Three judges ruled that a public school acted constitutionally by prohibiting a student group from handing out two inch fetus dolls with pro-life messages attached, according to The Daily Caller.
Why? Because the last time they did it, students tossed the fetus dolls in the toilet, set them ablaze, and ripped their heads off and threw them at people.
So because some react crazily to scientific fact, exhibiting that scientific fact becomes ok to prohibit? That’s the state of public schools today? If enough children react poorly to a scientific fact, we’ll all ignore that fact because otherwise the children get rowdy until they calm down for the Planned Parenthood assembly.
The school, of course, has the right to prohibit students from bringing things in but it’s quite telling that as The Daily Caller points out this same group brought in many things before and the school was fine with it. It was the fetus dolls that caused the students to act out. The school should be consistent.
But I think the important thing here is to notice the violent reaction these students had to truth. Thank goodness they’re in a public school where they’ll be shielded from it.

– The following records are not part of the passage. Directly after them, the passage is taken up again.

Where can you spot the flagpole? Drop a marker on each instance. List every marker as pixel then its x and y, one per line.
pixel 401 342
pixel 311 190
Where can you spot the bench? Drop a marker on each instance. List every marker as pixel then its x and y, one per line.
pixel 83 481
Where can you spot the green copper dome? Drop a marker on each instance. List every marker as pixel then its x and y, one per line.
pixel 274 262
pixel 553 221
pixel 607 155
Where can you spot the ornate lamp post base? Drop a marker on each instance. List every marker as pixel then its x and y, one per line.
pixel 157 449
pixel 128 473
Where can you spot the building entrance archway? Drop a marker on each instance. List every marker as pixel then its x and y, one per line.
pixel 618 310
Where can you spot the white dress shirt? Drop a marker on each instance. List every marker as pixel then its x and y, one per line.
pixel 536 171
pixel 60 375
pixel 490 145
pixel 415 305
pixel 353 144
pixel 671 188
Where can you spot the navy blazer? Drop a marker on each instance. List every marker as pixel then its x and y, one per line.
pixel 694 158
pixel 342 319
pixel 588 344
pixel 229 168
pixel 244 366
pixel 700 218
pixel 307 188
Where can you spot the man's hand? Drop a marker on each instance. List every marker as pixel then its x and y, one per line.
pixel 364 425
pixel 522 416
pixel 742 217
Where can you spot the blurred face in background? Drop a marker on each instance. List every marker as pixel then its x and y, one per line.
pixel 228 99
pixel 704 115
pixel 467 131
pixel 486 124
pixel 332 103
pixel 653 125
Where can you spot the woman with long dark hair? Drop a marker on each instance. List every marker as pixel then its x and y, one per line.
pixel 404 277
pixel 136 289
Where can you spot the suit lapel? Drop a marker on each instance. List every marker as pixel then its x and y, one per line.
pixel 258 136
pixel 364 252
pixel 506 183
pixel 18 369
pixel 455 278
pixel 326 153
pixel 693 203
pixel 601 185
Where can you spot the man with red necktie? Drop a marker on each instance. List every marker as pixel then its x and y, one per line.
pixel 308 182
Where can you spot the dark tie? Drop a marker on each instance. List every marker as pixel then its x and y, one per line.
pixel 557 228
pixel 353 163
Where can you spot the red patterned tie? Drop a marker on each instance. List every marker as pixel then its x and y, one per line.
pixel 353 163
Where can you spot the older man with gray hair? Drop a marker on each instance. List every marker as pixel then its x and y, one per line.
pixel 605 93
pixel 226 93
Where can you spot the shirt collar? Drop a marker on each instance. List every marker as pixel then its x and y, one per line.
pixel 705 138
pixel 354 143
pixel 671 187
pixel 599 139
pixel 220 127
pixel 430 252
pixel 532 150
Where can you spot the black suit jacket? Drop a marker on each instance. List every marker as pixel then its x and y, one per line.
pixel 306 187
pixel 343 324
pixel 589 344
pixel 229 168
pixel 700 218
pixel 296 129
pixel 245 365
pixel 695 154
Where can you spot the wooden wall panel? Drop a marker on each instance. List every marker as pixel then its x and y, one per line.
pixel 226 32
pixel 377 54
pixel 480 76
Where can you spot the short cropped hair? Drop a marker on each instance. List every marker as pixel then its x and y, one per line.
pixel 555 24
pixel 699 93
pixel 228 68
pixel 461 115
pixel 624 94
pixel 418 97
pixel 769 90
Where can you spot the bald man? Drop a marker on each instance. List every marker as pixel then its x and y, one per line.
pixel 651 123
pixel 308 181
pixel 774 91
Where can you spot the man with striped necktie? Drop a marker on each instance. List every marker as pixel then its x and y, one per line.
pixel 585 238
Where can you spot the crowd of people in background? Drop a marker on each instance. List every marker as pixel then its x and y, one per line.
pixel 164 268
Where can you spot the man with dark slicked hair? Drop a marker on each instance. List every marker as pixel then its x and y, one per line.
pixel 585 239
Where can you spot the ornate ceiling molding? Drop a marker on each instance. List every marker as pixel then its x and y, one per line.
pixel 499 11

If these children had a similar reaction to a picture of Martin Luther King Jr., do you think the school would prohibit his image from being handed out? Of course not. There’d be an assembly called with gleeful guidance counselors speechifying about tolerance and there’d be sensitivity trainers being paid by the hour to roam the halls taking notes. For goodness sakes, the school would probably be renamed after Martin Luther King Jr.

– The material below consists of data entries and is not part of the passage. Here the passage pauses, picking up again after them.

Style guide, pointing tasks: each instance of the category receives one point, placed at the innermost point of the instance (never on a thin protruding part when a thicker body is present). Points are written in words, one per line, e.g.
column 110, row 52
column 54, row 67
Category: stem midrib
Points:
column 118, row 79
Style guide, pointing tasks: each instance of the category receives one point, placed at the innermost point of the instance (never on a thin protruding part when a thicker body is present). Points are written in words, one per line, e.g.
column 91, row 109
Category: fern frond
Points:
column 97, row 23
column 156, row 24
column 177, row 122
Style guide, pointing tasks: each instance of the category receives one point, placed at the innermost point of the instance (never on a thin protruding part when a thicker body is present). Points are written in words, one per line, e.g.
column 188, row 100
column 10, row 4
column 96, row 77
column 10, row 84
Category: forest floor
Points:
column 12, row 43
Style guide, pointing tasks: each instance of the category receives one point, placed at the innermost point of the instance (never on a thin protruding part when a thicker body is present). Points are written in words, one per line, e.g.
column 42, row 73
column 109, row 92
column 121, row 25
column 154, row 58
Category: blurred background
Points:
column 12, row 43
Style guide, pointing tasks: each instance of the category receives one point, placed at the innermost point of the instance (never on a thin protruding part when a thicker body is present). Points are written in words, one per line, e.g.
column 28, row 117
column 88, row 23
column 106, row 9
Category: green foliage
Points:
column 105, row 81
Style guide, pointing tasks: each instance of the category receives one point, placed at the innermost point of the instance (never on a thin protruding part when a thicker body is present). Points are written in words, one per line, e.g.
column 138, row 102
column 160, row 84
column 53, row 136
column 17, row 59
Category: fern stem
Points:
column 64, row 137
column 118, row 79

But babies? No. They’ve got to go.
April 10, 2013 at 5:07 pm
Savagery, out and out savagery.
April 10, 2013 at 5:31 pm
I don't know, public schools tend to ban anything that might be disruptive just to make the teachers' lives easier. As a former teacher myself, I can well attest that it is hard enough keeping students' attention on the subject at hand without having anything to further incite them. Is it a safe bet that the administrators probably aren't pro-life, yeah probably, but we need not leap to a conspiracy theory to explain the ban – Ocham's Razor and all.
April 10, 2013 at 5:53 pm
Yes, but none of you voted in your last school board election.
April 10, 2013 at 6:24 pm
Devil's Advocate here… I know of a school that the same thing happened at. The kids didn't throw the rubber fetuses around because they were hateful kids, they did it because they were the size of rubber balls and they threw them around like rubber balls. Should they have done so? NO. But some things, good in their proper place, are not good in others. I think these are one of those things. Don't hand 'em out to high schoolers.
April 10, 2013 at 7:12 pm
Demonic. Demons are more active among the general populace than at any time in history. This is what widespread rejection of God and the natural law, and contraception and abortion have brought about.
April 10, 2013 at 7:43 pm
Nathan: My comment about savagery is not about conspiracy but about how the baby's heads were torn off. Do normal children tear off doll's heads? Now, the conspiracy theory. Are the kids practicing neutering their humanitarian feelings? like stomping on the name of Jesus or the name of Nathan? or the boot on the neck of Jesus or Nathan?
April 10, 2013 at 8:40 pm
Okay, I agree with you. BUT… I was recently at a huge pro-life convention where a vendor was giving out these little rubber babies to students (middle school through high school). What did the pro-life kids do with them? Did they ooh and aah and marvel at the miracle of life? Nope. They threw them at each other and stretched them and did all kinds of sophomoric things with them. It was… um… discouraging. I made a mental note to never hand out little rubber babies in large quantities to kids at any of our group functions. I think Gail Finke might be right in her comment. This is a great tool… probably the wrong setting. Unfortunately.
April 11, 2013 at 5:00 pm
Pearls before swine. Maybe a little disernment before handing out the fetal dolls would have prevented the scandal (caused by the kids and their juvenile brand of barbarism) and the need to ban them altogether (the dolls, I mean).
April 11, 2013 at 8:23 pm
I am curious to read the actual reasoning of the court. This prohibition appears to be a violation of the 1st amendment.
April 12, 2013 at 2:11 am
throwing rubber fetuses around is not the same as lighting them on fire and flushing them down the toilet. If you believe this explains it, you do not understand the state of public schools today, the widespread effect of deadly-wrong indoctrination, and spiritual warfare in general.